World Party records were notable for their persistent commitment to green and environmentalist issues, initially at a time when this was unfashionable.
This eventually extended to the no-frills, no-waste, communitarian-based packaging for Arkaeology, assembled by Wallinger and his own family and friends at home. Wallinger's perspective on these matters has been labelled "prescient and heartfelt, a fervent post-script to ’80s consumerism," and "well ahead of the times." Wallinger himself has commented "I wanted to personify the world and sing about her. I always thought it would have been great if Otis Redding's "Try a Little Tenderness" had been about the planet. Plus, if I stand on top of a mountain Julie Andrews-style, the hills do seem to be alive with the sound of music. You can say whatever you like about eco whatever, but if you fuck up the environment you're going to die."

==Soundtracking, other songwriting and collaborations==
Throughout his career Wallinger continued to collaborate with others, including the aforementioned Sinead O'Connor while he also featured on the Bob Geldof album The Happy Club released in 1992.

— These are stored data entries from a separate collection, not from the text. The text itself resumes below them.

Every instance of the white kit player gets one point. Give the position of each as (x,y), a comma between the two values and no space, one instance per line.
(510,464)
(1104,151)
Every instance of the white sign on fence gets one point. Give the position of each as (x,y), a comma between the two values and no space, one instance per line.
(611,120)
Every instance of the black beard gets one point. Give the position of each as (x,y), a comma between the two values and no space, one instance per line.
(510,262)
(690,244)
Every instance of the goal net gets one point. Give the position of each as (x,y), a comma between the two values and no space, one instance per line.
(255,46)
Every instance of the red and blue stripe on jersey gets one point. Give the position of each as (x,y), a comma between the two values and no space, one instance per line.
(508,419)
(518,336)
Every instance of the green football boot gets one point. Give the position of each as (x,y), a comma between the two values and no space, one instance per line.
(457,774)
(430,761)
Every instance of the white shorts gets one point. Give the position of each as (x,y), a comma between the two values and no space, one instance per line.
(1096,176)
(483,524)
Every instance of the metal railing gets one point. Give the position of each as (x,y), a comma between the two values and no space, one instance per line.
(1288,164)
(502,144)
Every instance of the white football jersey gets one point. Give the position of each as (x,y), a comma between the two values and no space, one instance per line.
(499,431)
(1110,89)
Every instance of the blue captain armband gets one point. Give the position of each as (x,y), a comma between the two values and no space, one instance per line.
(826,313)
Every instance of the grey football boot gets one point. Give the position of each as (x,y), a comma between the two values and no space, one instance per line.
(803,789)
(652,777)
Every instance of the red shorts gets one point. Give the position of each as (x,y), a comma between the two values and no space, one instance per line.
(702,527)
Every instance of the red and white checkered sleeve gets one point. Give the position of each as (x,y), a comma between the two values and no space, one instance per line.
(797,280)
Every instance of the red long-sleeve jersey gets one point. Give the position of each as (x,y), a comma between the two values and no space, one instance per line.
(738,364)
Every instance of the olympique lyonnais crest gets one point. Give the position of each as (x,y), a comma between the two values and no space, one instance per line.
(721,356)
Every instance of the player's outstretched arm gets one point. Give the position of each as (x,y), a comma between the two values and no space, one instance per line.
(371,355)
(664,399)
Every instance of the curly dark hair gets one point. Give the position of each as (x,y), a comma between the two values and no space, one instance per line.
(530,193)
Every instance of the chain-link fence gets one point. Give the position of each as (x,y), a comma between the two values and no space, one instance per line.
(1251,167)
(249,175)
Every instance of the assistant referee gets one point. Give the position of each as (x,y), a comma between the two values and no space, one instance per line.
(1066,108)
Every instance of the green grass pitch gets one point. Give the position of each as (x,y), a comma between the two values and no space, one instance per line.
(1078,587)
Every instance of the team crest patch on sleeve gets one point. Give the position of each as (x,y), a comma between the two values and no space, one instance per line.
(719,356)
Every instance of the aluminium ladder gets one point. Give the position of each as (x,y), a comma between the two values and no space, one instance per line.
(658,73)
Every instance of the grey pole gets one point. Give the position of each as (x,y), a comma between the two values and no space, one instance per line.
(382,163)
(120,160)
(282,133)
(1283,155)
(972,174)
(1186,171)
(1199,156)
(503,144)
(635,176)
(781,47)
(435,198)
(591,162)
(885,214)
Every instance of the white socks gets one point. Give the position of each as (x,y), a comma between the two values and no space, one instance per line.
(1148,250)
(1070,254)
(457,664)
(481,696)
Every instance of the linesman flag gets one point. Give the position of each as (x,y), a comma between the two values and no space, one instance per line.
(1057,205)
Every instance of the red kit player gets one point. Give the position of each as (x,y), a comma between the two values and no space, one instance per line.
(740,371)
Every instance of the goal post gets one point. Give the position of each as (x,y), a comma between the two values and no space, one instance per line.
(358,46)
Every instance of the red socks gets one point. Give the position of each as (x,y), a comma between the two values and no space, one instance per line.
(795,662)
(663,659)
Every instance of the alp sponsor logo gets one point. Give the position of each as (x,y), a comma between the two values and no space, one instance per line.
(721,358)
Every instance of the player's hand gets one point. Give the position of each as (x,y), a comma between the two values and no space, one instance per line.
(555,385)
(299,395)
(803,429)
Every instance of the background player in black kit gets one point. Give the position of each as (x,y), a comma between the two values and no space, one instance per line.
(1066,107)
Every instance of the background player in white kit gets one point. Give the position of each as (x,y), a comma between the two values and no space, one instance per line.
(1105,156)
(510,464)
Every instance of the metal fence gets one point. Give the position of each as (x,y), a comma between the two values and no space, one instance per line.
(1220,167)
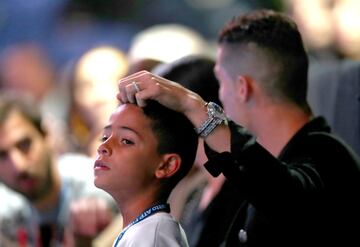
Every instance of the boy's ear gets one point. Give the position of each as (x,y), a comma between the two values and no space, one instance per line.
(244,87)
(169,166)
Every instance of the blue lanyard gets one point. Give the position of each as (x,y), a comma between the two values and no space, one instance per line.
(148,212)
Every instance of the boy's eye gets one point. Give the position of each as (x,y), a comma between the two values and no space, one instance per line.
(127,142)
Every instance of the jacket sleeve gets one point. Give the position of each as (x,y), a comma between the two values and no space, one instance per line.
(261,178)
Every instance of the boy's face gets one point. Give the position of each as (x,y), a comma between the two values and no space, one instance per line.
(24,157)
(128,156)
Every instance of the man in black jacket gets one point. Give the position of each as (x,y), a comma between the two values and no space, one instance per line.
(300,181)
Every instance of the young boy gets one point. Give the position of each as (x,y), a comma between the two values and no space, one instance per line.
(144,154)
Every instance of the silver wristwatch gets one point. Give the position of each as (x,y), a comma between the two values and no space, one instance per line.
(216,117)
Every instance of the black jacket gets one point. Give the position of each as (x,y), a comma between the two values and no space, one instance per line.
(308,196)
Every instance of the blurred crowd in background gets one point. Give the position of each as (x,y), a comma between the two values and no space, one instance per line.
(69,54)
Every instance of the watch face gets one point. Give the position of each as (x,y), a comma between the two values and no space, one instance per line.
(215,110)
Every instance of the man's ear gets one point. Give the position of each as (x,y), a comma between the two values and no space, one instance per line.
(243,87)
(169,166)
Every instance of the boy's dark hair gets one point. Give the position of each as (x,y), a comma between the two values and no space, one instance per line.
(279,36)
(27,107)
(175,134)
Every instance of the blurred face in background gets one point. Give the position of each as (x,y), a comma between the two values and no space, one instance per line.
(24,157)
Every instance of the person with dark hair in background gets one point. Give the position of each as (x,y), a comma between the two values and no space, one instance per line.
(300,181)
(38,188)
(144,153)
(208,206)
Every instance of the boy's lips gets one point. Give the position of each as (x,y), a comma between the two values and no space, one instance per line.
(99,165)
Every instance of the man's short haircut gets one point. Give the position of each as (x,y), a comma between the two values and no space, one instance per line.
(175,134)
(281,40)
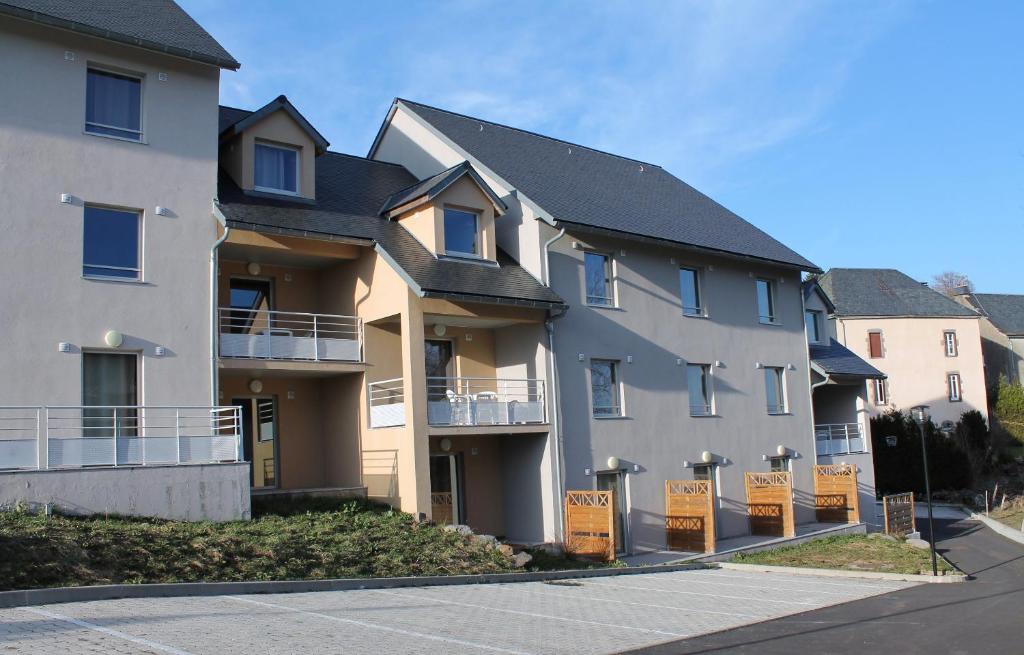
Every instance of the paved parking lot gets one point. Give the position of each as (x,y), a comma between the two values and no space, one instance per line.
(594,615)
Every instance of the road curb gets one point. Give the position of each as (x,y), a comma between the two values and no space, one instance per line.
(1001,528)
(52,596)
(870,575)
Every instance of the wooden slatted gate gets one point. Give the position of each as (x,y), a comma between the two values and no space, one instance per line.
(689,515)
(836,493)
(898,510)
(590,527)
(769,504)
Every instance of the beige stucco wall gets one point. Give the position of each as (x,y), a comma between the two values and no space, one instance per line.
(915,363)
(46,154)
(239,155)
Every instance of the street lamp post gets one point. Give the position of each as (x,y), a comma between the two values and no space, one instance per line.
(920,415)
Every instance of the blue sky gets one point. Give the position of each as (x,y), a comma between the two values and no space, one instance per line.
(858,133)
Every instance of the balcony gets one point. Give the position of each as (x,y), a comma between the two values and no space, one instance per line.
(484,401)
(74,437)
(839,438)
(259,334)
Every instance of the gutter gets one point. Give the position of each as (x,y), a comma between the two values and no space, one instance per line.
(217,214)
(553,391)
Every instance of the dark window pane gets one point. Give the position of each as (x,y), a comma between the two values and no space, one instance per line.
(276,168)
(111,244)
(460,232)
(113,104)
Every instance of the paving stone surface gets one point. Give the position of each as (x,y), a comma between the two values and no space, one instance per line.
(588,616)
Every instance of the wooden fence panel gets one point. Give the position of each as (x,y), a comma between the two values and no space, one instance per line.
(769,504)
(590,528)
(836,498)
(898,510)
(689,515)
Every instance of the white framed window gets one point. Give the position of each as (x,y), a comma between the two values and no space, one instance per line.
(111,244)
(604,388)
(813,320)
(597,269)
(949,341)
(881,392)
(275,169)
(775,389)
(953,386)
(698,386)
(114,104)
(689,286)
(766,301)
(462,232)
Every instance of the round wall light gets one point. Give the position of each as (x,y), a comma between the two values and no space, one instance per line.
(114,339)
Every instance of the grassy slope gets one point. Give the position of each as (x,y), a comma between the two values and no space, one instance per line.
(357,540)
(852,552)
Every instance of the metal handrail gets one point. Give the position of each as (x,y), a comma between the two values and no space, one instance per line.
(38,437)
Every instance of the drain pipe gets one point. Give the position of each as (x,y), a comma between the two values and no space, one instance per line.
(214,398)
(553,391)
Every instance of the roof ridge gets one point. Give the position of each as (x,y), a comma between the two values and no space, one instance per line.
(531,133)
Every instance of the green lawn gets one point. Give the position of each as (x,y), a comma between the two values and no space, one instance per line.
(855,553)
(352,540)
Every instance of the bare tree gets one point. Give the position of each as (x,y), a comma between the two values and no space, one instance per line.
(949,281)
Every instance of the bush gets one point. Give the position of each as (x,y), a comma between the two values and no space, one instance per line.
(899,468)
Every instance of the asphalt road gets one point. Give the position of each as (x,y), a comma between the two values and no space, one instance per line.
(984,615)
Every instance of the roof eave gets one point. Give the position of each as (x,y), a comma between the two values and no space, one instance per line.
(71,26)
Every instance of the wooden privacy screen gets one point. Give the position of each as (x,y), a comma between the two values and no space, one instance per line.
(440,508)
(769,504)
(898,511)
(590,528)
(836,493)
(689,515)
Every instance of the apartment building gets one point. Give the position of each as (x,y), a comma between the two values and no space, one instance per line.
(1001,334)
(928,345)
(682,353)
(108,129)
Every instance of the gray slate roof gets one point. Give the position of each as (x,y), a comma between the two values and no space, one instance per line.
(154,25)
(885,292)
(1005,310)
(578,184)
(350,190)
(837,359)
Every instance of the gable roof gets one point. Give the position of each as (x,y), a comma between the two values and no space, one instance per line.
(155,25)
(432,186)
(885,292)
(585,186)
(1005,310)
(836,359)
(233,121)
(350,191)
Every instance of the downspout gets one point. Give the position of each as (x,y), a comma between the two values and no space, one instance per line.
(553,391)
(217,214)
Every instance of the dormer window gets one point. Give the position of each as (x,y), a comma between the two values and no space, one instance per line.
(276,169)
(461,232)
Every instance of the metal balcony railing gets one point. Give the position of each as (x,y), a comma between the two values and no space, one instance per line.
(61,437)
(484,401)
(839,438)
(259,334)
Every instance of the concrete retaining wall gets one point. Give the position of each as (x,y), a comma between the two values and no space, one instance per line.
(213,491)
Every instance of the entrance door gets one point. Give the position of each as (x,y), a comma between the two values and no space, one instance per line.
(259,440)
(438,359)
(612,481)
(445,493)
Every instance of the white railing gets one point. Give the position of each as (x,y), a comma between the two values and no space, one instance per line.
(62,437)
(387,403)
(259,334)
(484,401)
(839,438)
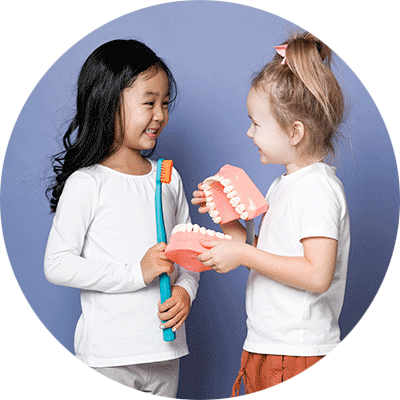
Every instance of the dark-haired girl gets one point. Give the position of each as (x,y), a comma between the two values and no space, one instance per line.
(103,238)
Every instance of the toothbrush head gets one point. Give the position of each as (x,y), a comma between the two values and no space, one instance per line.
(166,171)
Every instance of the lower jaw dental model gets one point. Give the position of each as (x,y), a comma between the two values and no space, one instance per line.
(230,195)
(184,245)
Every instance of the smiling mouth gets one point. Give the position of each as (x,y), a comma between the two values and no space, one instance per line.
(151,133)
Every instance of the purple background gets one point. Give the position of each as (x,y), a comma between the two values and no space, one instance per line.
(212,49)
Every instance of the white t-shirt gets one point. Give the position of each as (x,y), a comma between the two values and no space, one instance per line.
(104,224)
(281,319)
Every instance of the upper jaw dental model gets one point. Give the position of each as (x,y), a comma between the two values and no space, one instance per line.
(231,194)
(184,245)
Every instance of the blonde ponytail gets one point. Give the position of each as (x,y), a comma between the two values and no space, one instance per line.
(304,88)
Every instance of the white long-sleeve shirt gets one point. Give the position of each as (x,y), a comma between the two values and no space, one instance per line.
(103,226)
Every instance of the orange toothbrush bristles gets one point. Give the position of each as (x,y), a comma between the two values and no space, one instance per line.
(166,171)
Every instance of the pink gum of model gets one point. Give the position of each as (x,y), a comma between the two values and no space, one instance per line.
(231,194)
(184,247)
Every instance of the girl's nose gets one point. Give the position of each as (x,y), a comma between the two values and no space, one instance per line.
(160,114)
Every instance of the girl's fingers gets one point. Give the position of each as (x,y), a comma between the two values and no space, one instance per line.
(175,322)
(209,244)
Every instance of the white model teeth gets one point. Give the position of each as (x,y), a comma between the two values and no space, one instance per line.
(231,194)
(197,229)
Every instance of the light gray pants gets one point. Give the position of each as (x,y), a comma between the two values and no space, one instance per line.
(159,378)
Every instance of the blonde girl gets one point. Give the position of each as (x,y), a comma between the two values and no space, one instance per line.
(298,263)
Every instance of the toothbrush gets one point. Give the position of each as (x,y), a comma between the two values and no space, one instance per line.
(164,172)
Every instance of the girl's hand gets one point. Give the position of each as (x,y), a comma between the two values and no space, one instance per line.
(199,199)
(175,309)
(223,256)
(155,263)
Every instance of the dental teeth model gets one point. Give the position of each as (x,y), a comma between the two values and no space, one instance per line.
(231,194)
(184,245)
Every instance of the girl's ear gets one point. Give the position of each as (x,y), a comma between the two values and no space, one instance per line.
(297,133)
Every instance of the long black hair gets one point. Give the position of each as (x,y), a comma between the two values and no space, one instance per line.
(89,139)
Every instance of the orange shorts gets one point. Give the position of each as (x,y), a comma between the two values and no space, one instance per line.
(262,371)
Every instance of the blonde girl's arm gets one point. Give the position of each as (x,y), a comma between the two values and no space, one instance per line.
(63,264)
(312,272)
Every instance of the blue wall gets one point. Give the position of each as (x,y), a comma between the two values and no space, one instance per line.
(213,48)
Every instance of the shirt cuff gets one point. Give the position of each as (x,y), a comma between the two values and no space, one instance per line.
(137,277)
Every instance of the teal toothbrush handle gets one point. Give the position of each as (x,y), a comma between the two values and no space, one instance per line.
(165,292)
(165,282)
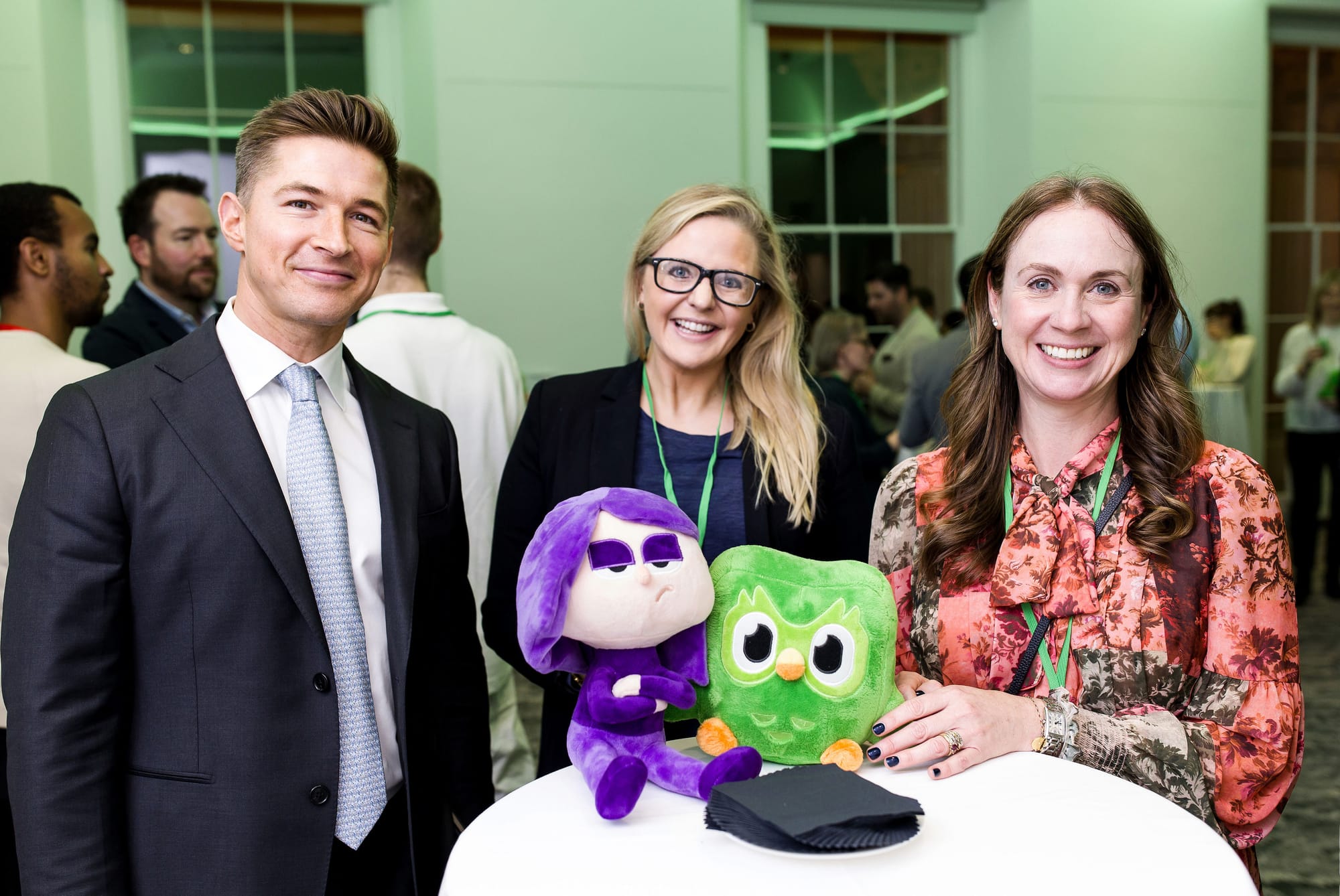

He was musical director on the 1994 film Reality Bites, composing an instrumental score and contributing the end title song "When You Come Back to Me" to the hit soundtrack album. He also contributed a cover of David Bowie's "All the Young Dudes" to the Clueless soundtrack in 1995. His song "She's the One" (originally released by World Party) was a hit for Robbie Williams. "When the Rainbow Comes" was covered by Shawn Colvin on the soundtrack to Armageddon. Wallinger also acted as a member of Bob Geldof's backing band.

Two tracks by Wallinger are included on the 1997 compilation album Now and in Time to Be, a musical celebration of the works of Irish poet W. B. Yeats. The poem "Politics" was credited as having been interpreted by Wallinger, while World Party is acknowledged as a contributing artist on "The Four Ages of Man".

In 2008, Real World Records released the album Big Blue Ball – the culmination of work begun by Wallinger and Peter Gabriel during the summers of 1991, 1992, and 1995, in which they coordinated recordings by dozens of international artists at Real World Studios. When Gabriel learned of Wallinger's death in 2024, he referred to the 2008 project in a social media post: "I had admired his work from afar but it was when we did a Real World Recording Week together that I had the most creative and fun week I have ever had in the studio. Karl was overflowing with wonderful musical ideas that blew us all away, all delivered with terrible jokes that had us laughing uncontrollably all day and night. He was such a gifted, natural writer and player, it was a tap that he could turn on at will, effortlessly."

==Personal life==
Wallinger was married to sculptor Suzie Zamit, who survived him. The two lived in Crouch End, north London, for many years before relocating to Hastings in 2017. Wallinger and Zamit had two children, Louis Wallinger and Nancy Zamit, and two grandchildren. Their daughter Nancy is a founding member of the comedy troupe Mischief Theatre.

In an interview with Chicago Tribune freelancer Jay Hedblade, Wallinger revealed that he was found to have had a brain aneurysm in February 2001. After several months of writing for the band, he felt unwell, and asked his friends to call an ambulance to take him to a hospital, where he was diagnosed with a brain aneurysm. He subsequently required surgery wherein the doctors had to clip the cerebral aneurysm near the optic nerve. Despite what would appear to be a full recovery, he lost his peripheral vision on the right side of both eyes. The aneurysm surgery caused him to suspend all work for nearly five years, eventually resuming touring in 2006.

Wallinger died from a stroke at his home in Hastings on 10 March 2024, at the age of 66.